El próximo 21 de enero, el rey Felipe VI de España se dirigirá al Parlamento Europeo en Estrasburgo, donde compartirá el escenario con el presidente de Portugal, Marcelo Rebelo de Sousa. Este evento conmemora los 40 años de la adhesión de ambos países al proyecto comunitario europeo, un hito que simboliza la unión y el compromiso de la península ibérica dentro de la Unión Europea. La intervención de ambos jefes de Estado no es meramente ceremonial; representa un fuerte mensaje político que busca reforzar el eje ibérico en el corazón de Europa.
La relación entre Felipe VI y Rebelo de Sousa ha sido históricamente cercana, caracterizada por una intensa colaboración bilateral. Desde la proclamación de Felipe VI en 2014, Portugal ha sido un destino significativo para la Corona española, siendo el primer país que visitaron los Reyes. Esta conexión se ha mantenido viva, y se refleja en la reciente visita de la princesa Leonor a Portugal, marcando su primera salida internacional en solitario. Este acto en Estrasburgo se inscribe en una serie de conmemoraciones que celebran la integración de España en Europa, comenzando con la firma del tratado de adhesión en 1985 y culminando con la entrada oficial en el proyecto europeo en 1986.
El rey Felipe VI ha enfatizado en múltiples ocasiones el impacto positivo que la pertenencia a la Unión Europea ha tenido en la vida de los españoles. En su discurso de Nochebuena, destacó cómo la integración europea ha contribuido a la modernización y el progreso económico y social del país, así como a la consolidación de las libertades democráticas tras la dictadura de Franco. Sin embargo, también ha advertido sobre los peligros que enfrenta el proyecto europeo, especialmente con el crecimiento de partidos euroescépticos en varios países, incluido España.
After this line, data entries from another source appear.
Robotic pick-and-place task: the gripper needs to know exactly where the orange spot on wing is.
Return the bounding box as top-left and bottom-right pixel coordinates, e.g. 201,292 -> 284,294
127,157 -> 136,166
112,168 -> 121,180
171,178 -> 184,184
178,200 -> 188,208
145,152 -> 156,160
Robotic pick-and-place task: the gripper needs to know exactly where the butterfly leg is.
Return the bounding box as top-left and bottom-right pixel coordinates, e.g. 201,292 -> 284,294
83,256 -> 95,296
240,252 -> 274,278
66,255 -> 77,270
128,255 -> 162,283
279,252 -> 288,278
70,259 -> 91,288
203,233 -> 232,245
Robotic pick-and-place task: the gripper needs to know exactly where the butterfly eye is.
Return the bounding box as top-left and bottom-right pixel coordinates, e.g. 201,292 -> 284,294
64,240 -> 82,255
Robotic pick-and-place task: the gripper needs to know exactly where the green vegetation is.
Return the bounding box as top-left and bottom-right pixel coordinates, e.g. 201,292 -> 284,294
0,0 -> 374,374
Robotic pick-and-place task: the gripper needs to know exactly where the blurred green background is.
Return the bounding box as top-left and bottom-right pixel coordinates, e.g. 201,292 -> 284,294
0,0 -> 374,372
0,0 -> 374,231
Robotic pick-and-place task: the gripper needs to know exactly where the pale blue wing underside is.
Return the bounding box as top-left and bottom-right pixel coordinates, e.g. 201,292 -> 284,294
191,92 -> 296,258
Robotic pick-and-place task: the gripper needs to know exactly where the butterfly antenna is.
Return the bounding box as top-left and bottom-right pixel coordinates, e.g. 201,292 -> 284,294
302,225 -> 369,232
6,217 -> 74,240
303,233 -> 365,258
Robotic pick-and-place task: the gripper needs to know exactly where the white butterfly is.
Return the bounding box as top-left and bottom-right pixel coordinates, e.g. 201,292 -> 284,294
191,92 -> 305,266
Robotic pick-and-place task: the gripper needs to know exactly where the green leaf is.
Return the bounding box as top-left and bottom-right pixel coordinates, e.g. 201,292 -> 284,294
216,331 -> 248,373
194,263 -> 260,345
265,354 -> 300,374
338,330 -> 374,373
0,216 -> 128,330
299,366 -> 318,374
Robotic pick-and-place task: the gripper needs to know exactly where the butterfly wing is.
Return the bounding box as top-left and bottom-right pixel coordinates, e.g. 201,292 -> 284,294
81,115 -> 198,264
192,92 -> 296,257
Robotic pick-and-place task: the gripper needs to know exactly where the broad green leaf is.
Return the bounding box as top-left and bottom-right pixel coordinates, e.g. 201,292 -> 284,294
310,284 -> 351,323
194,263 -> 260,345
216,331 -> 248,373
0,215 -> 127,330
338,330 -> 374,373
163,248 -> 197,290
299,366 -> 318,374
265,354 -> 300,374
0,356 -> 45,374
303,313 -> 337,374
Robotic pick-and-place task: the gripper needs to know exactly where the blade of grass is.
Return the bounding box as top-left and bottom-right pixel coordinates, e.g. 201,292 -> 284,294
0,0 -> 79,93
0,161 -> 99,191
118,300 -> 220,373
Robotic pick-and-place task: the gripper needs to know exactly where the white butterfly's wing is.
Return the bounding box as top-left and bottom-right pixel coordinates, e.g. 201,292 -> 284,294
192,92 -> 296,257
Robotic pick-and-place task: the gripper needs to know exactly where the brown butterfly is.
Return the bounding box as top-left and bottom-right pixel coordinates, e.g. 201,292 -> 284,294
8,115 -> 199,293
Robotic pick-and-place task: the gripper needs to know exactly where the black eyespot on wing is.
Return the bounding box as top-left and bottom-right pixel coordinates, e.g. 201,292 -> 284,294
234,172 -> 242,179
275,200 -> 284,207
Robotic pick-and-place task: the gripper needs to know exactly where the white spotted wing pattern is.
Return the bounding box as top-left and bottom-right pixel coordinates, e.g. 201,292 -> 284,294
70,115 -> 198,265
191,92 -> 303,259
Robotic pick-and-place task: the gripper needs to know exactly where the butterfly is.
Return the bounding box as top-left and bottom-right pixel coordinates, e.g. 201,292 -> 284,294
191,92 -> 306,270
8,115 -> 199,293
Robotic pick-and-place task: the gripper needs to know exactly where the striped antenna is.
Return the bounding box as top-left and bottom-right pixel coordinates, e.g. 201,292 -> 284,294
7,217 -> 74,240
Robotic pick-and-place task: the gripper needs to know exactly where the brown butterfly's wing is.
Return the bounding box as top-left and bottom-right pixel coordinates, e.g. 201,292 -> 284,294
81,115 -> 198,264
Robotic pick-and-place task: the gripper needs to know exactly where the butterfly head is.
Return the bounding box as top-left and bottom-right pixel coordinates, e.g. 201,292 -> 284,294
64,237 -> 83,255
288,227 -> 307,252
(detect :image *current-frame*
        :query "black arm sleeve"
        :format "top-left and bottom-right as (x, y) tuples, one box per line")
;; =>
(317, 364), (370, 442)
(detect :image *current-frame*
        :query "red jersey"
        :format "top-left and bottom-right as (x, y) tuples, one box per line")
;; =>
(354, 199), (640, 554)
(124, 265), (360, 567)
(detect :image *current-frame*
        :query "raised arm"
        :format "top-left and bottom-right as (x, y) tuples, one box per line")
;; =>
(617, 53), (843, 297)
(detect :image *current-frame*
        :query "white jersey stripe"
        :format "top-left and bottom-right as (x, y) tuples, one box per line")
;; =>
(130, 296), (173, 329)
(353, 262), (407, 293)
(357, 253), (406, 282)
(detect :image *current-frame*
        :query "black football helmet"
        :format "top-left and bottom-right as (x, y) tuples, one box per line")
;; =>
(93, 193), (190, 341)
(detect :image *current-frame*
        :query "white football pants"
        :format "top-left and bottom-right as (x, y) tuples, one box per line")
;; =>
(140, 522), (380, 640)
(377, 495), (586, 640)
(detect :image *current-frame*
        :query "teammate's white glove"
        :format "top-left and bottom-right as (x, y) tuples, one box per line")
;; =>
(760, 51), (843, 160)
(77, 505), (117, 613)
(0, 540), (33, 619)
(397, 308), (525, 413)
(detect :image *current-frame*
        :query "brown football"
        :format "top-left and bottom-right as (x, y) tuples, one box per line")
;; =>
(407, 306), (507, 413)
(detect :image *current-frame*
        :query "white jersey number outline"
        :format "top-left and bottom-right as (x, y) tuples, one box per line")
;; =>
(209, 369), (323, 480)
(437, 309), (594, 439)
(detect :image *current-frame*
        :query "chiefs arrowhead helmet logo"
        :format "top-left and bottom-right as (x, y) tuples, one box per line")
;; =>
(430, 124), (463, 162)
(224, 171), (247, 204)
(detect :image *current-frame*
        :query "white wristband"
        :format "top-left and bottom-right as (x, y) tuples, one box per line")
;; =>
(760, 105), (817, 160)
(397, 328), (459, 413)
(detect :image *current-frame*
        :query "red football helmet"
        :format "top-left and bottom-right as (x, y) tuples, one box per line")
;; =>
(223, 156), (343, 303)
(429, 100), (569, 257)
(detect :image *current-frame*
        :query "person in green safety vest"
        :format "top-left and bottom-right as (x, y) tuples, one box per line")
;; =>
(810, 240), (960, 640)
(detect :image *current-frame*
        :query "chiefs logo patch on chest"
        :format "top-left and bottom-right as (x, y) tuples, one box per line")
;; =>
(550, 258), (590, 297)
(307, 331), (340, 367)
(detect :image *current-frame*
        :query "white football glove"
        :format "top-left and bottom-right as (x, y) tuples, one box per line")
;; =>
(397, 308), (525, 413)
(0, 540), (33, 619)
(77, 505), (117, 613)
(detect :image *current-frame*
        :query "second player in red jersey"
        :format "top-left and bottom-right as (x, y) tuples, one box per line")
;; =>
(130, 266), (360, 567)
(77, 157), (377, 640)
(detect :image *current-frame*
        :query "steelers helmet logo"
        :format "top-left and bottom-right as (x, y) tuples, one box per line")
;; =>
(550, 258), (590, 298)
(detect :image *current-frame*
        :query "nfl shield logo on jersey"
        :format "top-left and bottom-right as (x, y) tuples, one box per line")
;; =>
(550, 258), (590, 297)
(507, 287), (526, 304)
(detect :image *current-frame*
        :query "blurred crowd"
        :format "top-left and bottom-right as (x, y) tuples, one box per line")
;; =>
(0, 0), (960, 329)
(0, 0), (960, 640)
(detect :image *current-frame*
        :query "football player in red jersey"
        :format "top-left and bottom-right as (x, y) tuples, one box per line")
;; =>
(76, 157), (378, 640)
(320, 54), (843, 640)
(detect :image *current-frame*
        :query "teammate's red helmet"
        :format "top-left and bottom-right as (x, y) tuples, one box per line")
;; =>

### La Importancia del Discurso del Rey en el Contexto Actual
La intervención del rey en Estrasburgo se produce en un momento crítico para Europa y España. La creciente polarización política y el auge de movimientos que cuestionan la validez de la Unión Europea son temas recurrentes en los discursos del monarca. Felipe VI ha subrayado que la libertad y la democracia no son logros permanentes, sino que requieren ser defendidos y promovidos constantemente. En su discurso, hizo hincapié en que la unidad del proyecto europeo es esencial para enfrentar las tensiones geopolíticas y económicas actuales.
La presidenta del Parlamento Europeo, Roberta Metsola, también ha reconocido la contribución de España a la Unión Europea durante estos 40 años. Según Metsola, la participación activa de España ha sido crucial para fortalecer y enriquecer el proyecto común europeo. Ha destacado el papel de España en áreas clave como la lucha contra el terrorismo y las transiciones hacia una economía más verde y digital. Este reconocimiento resalta la importancia de España no solo como un miembro más de la UE, sino como un actor fundamental en la configuración del futuro europeo.
El acto en Estrasburgo no solo es un homenaje a la historia compartida de España y Portugal en Europa, sino que también se produce en un contexto de cambio político en Portugal. Rebelo de Sousa concluirá su mandato en 2026, y las elecciones presidenciales están programadas para el 18 de enero. Este evento se convierte en uno de los últimos grandes hitos internacionales de su presidencia, lo que añade un matiz especial a la conmemoración.
### Reflexiones sobre el Futuro de Europa
El discurso del rey Felipe VI en Estrasburgo será una oportunidad para reflexionar sobre el futuro de Europa en un momento de incertidumbre. La creciente fragmentación política y el resurgimiento de movimientos nacionalistas en varios países europeos plantean desafíos significativos para la cohesión del continente. En este sentido, la intervención del rey puede servir como un llamado a la unidad y a la defensa de los valores democráticos que han sido la base de la construcción europea.
Felipe VI ha instado a los ciudadanos a asumir la responsabilidad de preservar la convivencia democrática y a no caer en la polarización. En un contexto donde los partidos políticos tradicionales enfrentan desafíos por parte de nuevas formaciones que cuestionan la integración europea, el mensaje del rey cobra especial relevancia. La defensa de la democracia y la libertad, así como la promoción de un proyecto europeo sólido, son temas que resonarán en su discurso.
La celebración del 40 aniversario de la adhesión de España y Portugal a la UE es, por tanto, un momento para mirar hacia atrás y reconocer los logros alcanzados, pero también para mirar hacia adelante y enfrentar los retos que se presentan. La intervención de Felipe VI y Rebelo de Sousa en Estrasburgo será un recordatorio de la importancia de la colaboración y la unidad en la búsqueda de un futuro común para Europa.